Already on GitHub? Sign in to your account

[METRICS] get times on queries using UAST functions #606

Closed
ajnavarro opened this issue Nov 6, 2018 · 7 comments
Closed

[METRICS] get times on queries using UAST functions #606

ajnavarro opened this issue Nov 6, 2018 · 7 comments
Assignees
Labels
research Something that requires research

Comments

@ajnavarro
Copy link
Contributor

  • Get times from several queries using UAST functions (from examples or custom ones, try to get as most of real use cases as possible)
  • Output size of that queries (the total amount of bytes sent to the client)
  • Speed sending data to clients
  • Difference between call to UAST function and call to BBLFSH GRPC
@ajnavarro ajnavarro added the research Something that requires research label Nov 6, 2018
@erizocosmico erizocosmico self-assigned this Nov 7, 2018
@erizocosmico
Copy link
Contributor

erizocosmico commented Nov 8, 2018

Because of a bblfshd issue it's impossible to gather data from a big dataset. So I had to resort to getting this data from a much much smaller dataset. It has to be executed with --parallelism=1, so it would have been terribly slow anyway.

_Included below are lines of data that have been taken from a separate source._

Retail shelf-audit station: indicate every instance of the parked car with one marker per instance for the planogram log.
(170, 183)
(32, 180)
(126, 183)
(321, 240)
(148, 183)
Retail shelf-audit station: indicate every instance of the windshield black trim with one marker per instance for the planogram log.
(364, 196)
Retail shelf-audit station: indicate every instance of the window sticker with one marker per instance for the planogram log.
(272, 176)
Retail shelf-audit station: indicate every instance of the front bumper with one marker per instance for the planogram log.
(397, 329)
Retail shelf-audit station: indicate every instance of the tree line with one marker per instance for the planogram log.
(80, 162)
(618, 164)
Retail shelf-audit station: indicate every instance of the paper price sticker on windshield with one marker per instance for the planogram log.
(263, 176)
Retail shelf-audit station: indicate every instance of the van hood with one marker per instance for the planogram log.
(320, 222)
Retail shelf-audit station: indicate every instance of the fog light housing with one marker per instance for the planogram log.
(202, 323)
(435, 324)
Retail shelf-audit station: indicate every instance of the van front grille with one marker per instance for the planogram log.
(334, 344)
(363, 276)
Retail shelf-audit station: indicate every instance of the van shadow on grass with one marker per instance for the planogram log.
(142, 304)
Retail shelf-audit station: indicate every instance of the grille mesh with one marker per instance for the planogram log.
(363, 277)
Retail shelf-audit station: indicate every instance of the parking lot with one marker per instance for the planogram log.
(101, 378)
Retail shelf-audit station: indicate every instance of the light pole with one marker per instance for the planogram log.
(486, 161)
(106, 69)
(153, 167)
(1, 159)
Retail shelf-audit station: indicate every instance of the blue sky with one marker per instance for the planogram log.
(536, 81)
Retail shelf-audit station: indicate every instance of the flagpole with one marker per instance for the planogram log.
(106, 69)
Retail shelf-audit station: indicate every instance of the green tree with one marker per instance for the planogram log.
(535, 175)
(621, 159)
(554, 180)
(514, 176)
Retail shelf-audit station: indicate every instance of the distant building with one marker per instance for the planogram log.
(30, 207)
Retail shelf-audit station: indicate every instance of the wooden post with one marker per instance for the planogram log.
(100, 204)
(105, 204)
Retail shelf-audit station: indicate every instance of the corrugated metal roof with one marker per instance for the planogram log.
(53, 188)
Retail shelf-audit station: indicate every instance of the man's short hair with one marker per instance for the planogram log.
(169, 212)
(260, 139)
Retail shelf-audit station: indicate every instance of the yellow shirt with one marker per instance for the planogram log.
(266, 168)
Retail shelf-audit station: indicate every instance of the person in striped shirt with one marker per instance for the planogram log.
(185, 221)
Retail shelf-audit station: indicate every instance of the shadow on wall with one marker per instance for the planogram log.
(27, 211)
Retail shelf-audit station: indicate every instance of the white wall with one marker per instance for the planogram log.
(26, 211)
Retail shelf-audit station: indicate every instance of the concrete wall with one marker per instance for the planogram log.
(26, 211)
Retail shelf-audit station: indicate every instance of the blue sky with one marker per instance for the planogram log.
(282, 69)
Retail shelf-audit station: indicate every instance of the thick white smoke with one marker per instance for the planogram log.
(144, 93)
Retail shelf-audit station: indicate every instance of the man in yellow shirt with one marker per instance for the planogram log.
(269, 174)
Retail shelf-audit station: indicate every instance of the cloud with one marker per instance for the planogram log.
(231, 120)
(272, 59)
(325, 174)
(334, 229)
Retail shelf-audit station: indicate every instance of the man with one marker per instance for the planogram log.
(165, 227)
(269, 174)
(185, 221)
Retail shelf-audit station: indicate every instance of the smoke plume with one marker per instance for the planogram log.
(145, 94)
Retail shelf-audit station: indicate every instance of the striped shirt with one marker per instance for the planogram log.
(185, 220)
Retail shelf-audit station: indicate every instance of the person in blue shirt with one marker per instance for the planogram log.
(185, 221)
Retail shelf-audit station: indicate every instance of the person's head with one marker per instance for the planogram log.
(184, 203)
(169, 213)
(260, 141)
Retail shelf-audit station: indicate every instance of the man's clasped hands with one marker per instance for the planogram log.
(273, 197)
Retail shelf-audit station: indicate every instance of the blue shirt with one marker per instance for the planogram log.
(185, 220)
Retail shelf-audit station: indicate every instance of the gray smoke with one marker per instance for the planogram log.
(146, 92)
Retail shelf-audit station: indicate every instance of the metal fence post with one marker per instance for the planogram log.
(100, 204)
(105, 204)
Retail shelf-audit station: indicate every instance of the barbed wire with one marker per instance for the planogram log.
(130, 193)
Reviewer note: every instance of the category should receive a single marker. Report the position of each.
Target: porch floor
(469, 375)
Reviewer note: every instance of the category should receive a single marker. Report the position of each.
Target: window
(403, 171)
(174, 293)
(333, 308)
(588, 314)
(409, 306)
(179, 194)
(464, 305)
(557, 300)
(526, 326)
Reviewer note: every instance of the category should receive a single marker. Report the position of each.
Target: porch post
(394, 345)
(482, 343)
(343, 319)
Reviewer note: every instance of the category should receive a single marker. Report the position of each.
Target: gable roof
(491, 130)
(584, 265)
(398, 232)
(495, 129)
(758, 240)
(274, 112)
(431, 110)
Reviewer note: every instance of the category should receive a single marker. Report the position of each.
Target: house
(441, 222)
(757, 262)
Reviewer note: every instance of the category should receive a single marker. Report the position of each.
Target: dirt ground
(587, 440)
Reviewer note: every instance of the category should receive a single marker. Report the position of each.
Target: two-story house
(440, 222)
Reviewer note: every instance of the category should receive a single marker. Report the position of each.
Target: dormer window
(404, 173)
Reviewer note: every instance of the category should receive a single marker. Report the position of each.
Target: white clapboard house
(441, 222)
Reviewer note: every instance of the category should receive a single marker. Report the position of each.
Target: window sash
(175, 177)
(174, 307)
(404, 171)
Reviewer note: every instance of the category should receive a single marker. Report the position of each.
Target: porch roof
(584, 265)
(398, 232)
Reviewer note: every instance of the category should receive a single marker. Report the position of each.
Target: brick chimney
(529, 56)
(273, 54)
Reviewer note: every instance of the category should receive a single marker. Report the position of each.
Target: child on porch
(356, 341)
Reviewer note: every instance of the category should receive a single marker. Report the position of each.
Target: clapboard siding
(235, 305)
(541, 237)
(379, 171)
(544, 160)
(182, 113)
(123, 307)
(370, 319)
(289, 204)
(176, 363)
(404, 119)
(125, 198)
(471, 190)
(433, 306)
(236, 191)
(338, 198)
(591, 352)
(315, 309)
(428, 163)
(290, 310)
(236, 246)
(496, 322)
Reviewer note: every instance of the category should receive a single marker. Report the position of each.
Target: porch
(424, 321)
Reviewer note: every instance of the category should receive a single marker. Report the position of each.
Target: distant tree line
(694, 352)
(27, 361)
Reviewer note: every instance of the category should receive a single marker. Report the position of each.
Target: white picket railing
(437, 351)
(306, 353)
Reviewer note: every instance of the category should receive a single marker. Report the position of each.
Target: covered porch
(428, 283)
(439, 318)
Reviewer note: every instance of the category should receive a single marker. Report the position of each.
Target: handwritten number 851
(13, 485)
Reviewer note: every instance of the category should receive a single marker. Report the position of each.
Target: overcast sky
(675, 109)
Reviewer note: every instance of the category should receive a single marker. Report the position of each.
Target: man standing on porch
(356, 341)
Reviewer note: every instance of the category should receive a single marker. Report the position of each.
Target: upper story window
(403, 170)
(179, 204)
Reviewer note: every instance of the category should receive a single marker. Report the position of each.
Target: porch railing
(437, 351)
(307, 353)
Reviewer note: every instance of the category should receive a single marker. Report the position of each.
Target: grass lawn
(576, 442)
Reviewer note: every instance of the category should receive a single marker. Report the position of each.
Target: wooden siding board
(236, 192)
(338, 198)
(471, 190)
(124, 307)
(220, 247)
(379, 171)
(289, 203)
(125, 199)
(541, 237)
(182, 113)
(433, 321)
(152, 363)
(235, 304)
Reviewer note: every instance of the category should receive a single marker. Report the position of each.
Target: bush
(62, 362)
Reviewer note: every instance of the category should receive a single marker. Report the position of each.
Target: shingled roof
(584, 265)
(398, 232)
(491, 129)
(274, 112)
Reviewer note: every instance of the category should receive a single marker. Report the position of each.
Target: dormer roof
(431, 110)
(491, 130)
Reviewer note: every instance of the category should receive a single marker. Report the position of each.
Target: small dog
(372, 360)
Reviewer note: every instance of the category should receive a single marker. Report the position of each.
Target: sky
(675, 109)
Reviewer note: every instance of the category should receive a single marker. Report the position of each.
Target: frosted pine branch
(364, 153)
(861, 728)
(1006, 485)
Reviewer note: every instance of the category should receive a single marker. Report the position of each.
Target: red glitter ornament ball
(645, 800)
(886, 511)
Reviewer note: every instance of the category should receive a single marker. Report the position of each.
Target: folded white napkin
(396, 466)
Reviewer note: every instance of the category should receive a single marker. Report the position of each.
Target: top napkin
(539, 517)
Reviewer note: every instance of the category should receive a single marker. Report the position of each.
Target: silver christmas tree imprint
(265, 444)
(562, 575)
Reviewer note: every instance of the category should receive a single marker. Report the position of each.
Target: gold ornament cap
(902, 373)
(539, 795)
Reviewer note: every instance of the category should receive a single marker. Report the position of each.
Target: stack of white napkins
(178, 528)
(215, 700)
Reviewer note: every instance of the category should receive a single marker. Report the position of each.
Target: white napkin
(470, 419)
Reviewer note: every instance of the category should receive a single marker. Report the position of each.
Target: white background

From the 3 queries used, one with uast, one with uast_extract and one with uast_xpath, two queries use 200 rows and the other 1k rows.

Query 1

SELECT f.file_path, uast(f.blob_content, language(f.file_path))
FROM ref_commits r
INNER JOIN commit_files c ON r.commit_hash = c.commit_hash
AND r.repository_id = c.repository_id
INNER JOIN files f ON c.file_path = f.file_path AND c.tree_hash = f.tree_hash
AND f.blob_hash = c.blob_hash
AND f.repository_id = c.repository_id
WHERE r.ref_name = 'HEAD' AND language(f.file_path) = 'Go' AND NOT is_binary(f.blob_content)
LIMIT 200

Results

Total sent to client: 13590150 bytes
Total Bytes Parsed: 1447903 bytes
Total Bytes Received: 13581842 bytes
Total Failed UASTs: 0
Total Parsed UASTs: 200
Total Time bblfsh: 60.87s
Total Time UAST: 66.17s
Total Time UDF: 5.30s
AVG Time UAST: 0.30s
AVG Time bblfsh: 0.33s

Query 2

SELECT f.file_path, uast_xpath(uast(f.blob_content, language(f.file_path)), "//uast:Identifier")
FROM ref_commits r
INNER JOIN commit_files c ON r.commit_hash = c.commit_hash
AND r.repository_id = c.repository_id
INNER JOIN files f ON c.file_path = f.file_path AND c.tree_hash = f.tree_hash
AND f.blob_hash = c.blob_hash
AND f.repository_id = c.repository_id
WHERE r.ref_name = 'HEAD' AND language(f.file_path) = 'Go' AND NOT is_binary(f.blob_content)
LIMIT 200

Results

Total sent to client: 5875504
Total Bytes Parsed: 1447903
Total Bytes Received: 13581842
Total Failed UASTs: 0
Total Parsed UASTs: 200
Total Time bblfsh: 44.778349917 s
Total Time UAST: 48.356236486 s
Total Time UDF: 3.577886569 s
AVG Time UAST: 0.223891749585 s
AVG Time bblfsh: 0.24178118243 s
Total Time UAST xpath: 56.925413308 s
AVG Time UAST xpath: 0.28462706654000003 s

Query 3

SELECT f.file_path, uast_extract(uast(f.blob_content, language(f.file_path), "//uast:Block"), "@pos")
FROM ref_commits r
INNER JOIN commit_files c ON r.commit_hash = c.commit_hash
AND r.repository_id = c.repository_id
INNER JOIN files f ON c.file_path = f.file_path AND c.tree_hash = f.tree_hash
AND f.blob_hash = c.blob_hash
AND f.repository_id = c.repository_id
WHERE r.ref_name = 'HEAD' AND language(f.file_path) = 'Go' AND NOT is_binary(f.blob_content)
LIMIT 1000

Results

Total sent to client: 6679540
Total Bytes Parsed: 19912429
Total Bytes Received: 103448009
Total Failed UASTs: 0
Total Parsed UASTs: 1000
Total Time bblfsh: 493.207216871 s
Total Time UAST: 1348.310618189 s
Total Time UDF: 855.103401318 s
AVG Time UAST: 0.493207216871 s
AVG Time bblfsh: 1.348310618189 s
Total Time extract UAST: 701.984547075 s
AVG Time extract UAST: 0.7825914683110368 s

@bzz
Copy link
Contributor

bzz commented Nov 26, 2018

@erizocosmico nice! On

Because of a bblfshd issue it's impossible to gather data from a big dataset.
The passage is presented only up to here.